De l’évaluation à la formation

SYLVIE PERRIN

INFIRMIÈRE EXPERTE EN ONCOGÉRIATRIE AUPRÈS DE L’UCOG DU SILLON RHODANIEN ET DU CENTRE RÉGIONAL DE LUTTE CONTRE LE CANCER LÉON BÉRARD À LYON (69)

Quel est votre rôle à l’UCOG ?

Comme toute infirmière d’Unité de coordination en oncogériatrie (Ucog), ma principale fonction est le développement et la coordination des prises en charge oncogériatriques. À commencer par la mise en place des pré-dépistages des fragilités gériatriques dans les établissements médicaux. Je participe aussi directement aux évaluations gériatriques pluridisciplinaires. À l’appui de tests gériatriques, je suis chargée d’évaluer d’éventuels troubles chez les patients sur les plans cognitif et thymique, ainsi que les aptitudes aux activités basales et instrumentales de la vie quotidienne. Je réunis ensuite les synthèses des différents professionnels intervenant dans l’évaluation (assistante sociale, diététicienne…). Et j’assiste à la consultation du patient avec le gériatre. Parallèlement à cela, j’ai une fonction de formation et d’information sur l’oncogériatrie.

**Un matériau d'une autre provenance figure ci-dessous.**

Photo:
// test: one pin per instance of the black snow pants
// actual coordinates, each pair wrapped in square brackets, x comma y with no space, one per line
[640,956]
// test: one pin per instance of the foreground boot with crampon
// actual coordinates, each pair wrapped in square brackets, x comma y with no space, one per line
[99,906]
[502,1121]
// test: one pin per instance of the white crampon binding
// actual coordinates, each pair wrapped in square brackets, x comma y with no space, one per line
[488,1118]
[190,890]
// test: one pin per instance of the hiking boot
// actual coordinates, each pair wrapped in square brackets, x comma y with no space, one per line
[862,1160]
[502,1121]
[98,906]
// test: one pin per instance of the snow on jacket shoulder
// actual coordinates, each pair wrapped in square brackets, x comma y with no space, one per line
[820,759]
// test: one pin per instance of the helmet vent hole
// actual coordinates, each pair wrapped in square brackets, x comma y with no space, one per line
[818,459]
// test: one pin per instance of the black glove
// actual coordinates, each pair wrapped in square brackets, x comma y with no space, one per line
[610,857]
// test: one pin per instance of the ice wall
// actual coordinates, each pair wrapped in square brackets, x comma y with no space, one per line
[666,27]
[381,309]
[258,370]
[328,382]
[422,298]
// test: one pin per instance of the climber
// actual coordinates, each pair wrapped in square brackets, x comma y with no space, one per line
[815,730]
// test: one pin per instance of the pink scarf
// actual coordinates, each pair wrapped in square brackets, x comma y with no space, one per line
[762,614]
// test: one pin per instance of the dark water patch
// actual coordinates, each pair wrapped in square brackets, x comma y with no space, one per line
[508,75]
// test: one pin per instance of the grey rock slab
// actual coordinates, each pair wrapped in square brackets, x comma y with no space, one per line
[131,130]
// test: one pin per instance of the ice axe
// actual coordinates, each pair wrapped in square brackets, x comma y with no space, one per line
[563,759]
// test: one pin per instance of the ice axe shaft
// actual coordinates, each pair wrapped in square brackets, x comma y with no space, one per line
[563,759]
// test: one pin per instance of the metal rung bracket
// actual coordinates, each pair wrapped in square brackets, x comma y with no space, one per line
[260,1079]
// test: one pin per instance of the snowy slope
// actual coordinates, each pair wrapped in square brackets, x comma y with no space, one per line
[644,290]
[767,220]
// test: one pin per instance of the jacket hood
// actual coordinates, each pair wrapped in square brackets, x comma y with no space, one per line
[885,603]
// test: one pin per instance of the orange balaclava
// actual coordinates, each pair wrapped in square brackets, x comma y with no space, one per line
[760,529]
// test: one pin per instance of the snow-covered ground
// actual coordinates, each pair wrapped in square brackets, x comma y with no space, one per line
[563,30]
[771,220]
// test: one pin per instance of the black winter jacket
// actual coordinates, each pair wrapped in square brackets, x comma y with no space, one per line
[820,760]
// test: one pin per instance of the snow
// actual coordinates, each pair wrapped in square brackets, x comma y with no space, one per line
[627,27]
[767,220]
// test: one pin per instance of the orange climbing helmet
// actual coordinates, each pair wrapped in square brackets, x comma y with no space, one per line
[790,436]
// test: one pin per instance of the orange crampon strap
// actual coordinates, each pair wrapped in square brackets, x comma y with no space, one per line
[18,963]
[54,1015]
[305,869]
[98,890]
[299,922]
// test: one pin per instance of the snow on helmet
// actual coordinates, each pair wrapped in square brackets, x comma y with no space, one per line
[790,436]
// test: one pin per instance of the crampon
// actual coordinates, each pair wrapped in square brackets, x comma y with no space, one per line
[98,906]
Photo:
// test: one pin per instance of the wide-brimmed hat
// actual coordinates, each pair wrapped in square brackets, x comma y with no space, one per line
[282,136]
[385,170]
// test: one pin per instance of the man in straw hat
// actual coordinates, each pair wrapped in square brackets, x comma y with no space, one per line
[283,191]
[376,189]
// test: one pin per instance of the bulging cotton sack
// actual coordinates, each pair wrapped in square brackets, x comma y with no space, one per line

Sur quoi mettez-vous l’accent dans vos formations ?

Lorsque j’interviens dans les IFSI, j’insiste toujours sur le versant gériatrique et l’importance des fragilités liées à l’âge dans le cadre du cancer. Sur la nécessité de porter un regard « gériatrique » sur le patient âgé prenant en compte les champs social, nutritionnel et cognitif, sans quoi « on va dans le mur ». Dans le cadre de l’Ucog, j’ai développé deux types de formations au sein du Réseau régional de cancérologie* : l’une plus orientée sur les « fragilités gériatriques » destinée aux infirmières qui maîtrisent la cancérologie ; l’autre, plus cancérologique, sur le parcours de soins, la chimiothérapie, les thérapies ciblées, etc. C’est plus intéressant pour les infirmières exerçant en Ehpad ou SSR gériatrique. Nous formons aussi des infirmières de tous horizons, y compris des libérales.